Vol. 2 No 1 (2023): Advances in Data Science and Artificial Intelligence

The Titanic Survival Prediction Using Predictive Modeling Algorithms

Soumis
August 16, 2023
Publiée
2024-02-25

Résumé

The Titanic accident is a remarkable historical loss in the cruise industry with only 32% survival rate. In this project, a binary classification model is built to predict whether a Titanic accident passenger survived or not using python programming language.
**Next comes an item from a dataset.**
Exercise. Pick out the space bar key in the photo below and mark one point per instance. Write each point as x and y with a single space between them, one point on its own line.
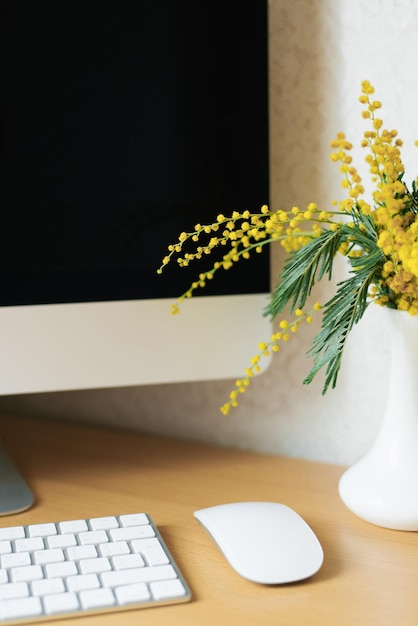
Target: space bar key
138 575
The paper analyzes 11 variables of each customer to find out which factors have the most significant effect on the customers’ survival rate and then uses binary classifiers for prediction. The process involves identifying relevant features, highlighting and visualizing the interesting relationships between them, and that with the target variable (survived). We predict survival using Random Forest, Logistic Regression, Naive Bayes, k-nearest neighbors(KNN) and Decision Trees. We evaluate the performance by using a confusion matrix to calculate recall, accuracy, f1-score and precision. The results from the paper will help cruise companies have better planning to protect and rescue people from similar accidents. It will also help customers to make an appropriate decision to increase their chances of survival in case of a similar incident.

Keywords: Binary Classification, Survived, Predictive Models, Algorithms, Logistic Regression, Decission Trees, Random Forests.